Atherosclerotic plaque rupture, occurring either spontaneously or during coronary interventions, results in the release of atheromatous and/or thrombotic material into the coronary circulation which may then embolize the microvascular bed. Such coronary microembolization (ME) was identified as a potential cause of arrhythmias, contractile dysfunction and infarctlets [1].

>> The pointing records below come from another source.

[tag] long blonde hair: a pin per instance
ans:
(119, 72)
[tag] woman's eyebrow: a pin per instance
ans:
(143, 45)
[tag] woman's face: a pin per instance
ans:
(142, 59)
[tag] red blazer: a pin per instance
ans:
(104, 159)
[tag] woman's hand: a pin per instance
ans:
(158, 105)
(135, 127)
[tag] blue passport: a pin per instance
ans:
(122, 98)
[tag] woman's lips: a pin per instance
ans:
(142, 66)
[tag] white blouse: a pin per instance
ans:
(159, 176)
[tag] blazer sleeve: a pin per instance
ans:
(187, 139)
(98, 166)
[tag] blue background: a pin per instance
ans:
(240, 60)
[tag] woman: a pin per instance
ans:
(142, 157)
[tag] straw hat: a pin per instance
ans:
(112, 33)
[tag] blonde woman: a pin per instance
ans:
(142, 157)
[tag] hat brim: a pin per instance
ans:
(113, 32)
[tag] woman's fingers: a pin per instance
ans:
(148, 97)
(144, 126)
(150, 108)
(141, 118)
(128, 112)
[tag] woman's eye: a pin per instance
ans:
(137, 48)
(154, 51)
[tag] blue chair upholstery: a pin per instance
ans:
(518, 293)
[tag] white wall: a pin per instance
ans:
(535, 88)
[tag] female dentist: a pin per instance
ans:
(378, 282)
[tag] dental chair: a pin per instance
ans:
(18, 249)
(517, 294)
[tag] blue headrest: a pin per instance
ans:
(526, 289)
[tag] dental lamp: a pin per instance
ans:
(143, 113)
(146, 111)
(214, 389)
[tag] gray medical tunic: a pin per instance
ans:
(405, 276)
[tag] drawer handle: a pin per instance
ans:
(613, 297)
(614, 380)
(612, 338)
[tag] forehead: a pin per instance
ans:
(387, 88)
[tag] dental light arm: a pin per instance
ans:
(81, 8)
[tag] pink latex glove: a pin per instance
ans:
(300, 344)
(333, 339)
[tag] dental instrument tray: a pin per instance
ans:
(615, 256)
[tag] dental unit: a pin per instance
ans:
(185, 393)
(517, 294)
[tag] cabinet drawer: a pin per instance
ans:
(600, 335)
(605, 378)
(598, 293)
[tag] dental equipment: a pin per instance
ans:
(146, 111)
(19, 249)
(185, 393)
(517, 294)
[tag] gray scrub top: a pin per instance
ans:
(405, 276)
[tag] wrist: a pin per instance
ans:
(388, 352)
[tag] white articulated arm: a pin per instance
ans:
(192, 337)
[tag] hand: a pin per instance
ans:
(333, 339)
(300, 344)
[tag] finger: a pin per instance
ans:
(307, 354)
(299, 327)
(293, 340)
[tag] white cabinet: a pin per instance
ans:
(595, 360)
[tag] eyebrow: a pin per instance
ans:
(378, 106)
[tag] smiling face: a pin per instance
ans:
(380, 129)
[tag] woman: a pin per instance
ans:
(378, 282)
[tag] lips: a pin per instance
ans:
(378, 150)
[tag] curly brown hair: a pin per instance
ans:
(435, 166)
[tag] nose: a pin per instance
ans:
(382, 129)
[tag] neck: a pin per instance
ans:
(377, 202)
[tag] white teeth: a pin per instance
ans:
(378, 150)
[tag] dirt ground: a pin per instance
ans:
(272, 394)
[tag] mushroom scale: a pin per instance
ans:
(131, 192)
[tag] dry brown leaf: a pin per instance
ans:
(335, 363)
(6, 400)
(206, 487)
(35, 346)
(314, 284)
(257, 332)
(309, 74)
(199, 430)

In anesthetized dogs, coronary microembolization with polystyrene microspheres of 42-μm diameter induces an immediate ischemic contractile dysfunction which recovers over several minutes. Subsequently, myocardial function is progressively reduced whereas coronary blood flow remains unchanged or is even increased (perfusion–contraction mismatch) [2,3]. The increase in coronary blood flow is attributed to vasodilation of adjacent nonembolized vessels in response to adenosine release from the ischemic microembolized myocardium [4,5]. The progressive myocardial contractile dysfunction in the presence of normal or increased blood flow following microembolization is associated with an inflammatory response, characterized by increased leukocyte infiltration and increased tumor necrosis factor-α (TNFα) concentration within the myocardium [2]. TNFα is causally involved in the progressive contractile dysfunction, since intracoronary infusion of TNFα mimicked contractile dysfunction in the absence of microembolization and contractile dysfunction following microembolization was prevented by pretreatment with TNFα-antibodies [6]. The inflammatory signal cascade also involves nitric oxide upstream of TNFα and sphingosine downstream of TNFα [7].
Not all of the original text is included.